Bestattungen

Wenn Friedhöfe sterben

Friedhöfe erleben derzeit eine Art Wirtschaftskrise: Mehr als die Hälfte der Bestattungen sind aktuell Urnenbeisetzungen. Urnen benötigen kleinere Gräber, die Einnahmen sinken – doch die Fixkosten bleiben hoch. Das bereitet Kommunen und Kirchen Probleme.

Von Jens Albes Veröffentlicht:
Auch Friedhofe leiden unter einer Wirtschaftskrise. Auch der Trend zu alternativen Bestattungen bringt Kommunen ins Schwitzen.

Auch Friedhofe leiden unter einer Wirtschaftskrise. Auch der Trend zu alternativen Bestattungen bringt Kommunen ins Schwitzen.

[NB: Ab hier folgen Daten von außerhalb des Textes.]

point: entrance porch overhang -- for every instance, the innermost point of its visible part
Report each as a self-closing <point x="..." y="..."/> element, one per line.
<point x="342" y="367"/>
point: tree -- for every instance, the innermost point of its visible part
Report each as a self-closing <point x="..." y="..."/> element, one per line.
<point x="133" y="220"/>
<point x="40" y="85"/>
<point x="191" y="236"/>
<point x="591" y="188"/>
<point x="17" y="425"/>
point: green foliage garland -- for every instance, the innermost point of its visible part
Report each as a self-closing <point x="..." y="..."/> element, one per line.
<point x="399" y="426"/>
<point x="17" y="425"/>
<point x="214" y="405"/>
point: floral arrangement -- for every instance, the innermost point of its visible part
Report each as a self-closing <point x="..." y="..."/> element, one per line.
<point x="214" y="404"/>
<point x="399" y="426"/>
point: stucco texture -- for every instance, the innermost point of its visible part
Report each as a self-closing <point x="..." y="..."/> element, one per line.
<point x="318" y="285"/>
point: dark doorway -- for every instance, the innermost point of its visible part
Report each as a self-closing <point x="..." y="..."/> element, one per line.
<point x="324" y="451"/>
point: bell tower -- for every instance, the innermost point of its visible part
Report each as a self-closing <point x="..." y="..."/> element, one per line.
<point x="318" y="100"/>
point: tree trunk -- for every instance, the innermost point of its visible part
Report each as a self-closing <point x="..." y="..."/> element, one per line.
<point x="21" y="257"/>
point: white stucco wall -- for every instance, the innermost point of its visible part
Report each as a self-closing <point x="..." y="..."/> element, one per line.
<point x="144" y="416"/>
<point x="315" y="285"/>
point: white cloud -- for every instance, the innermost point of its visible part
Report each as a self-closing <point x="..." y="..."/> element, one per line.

© izzzy71 / Getty Images / iStock

Sterben immer mehr Friedhöfe? Judith Könsgen von der Deutschen Friedhofsgesellschaft schätzt, "dass etwa ein Drittel der heutigen Friedhöfe in den nächsten fünf bis zehn Jahren in der jetzigen Form so nicht weitergeführt werden können".

Gründe seien vor allem der Trend zu Urnengräbern mit weitaus weniger Flächenbedarf und die damit sinkenden Einnahmen der Friedhöfe trotz teils drastisch steigender Gebühren. Eine Quersubventionierung mit anderen Einnahmen von Kommunen sei verboten. Zugleich blieben die Fixkosten hoch.

Kirchlich oder kommunal?

Bundesweit gibt es derzeit rund 32.000 traditionelle Friedhöfe, wie Michael Albrecht vom Verband der Friedhofsverwalter Deutschlands in Hannover mitteilt. Davon werden etwa 9200 von der evangelischen und 3600 von der katholischen Kirche betrieben. "Die anderen knapp 20.000 sind kommunale Friedhöfe."

Gänzlich private Friedhöfe gibt es nicht in Deutschland, wohl aber den Einstieg von Unternehmen in Zusammenarbeit mit Kommunen und Kirchen.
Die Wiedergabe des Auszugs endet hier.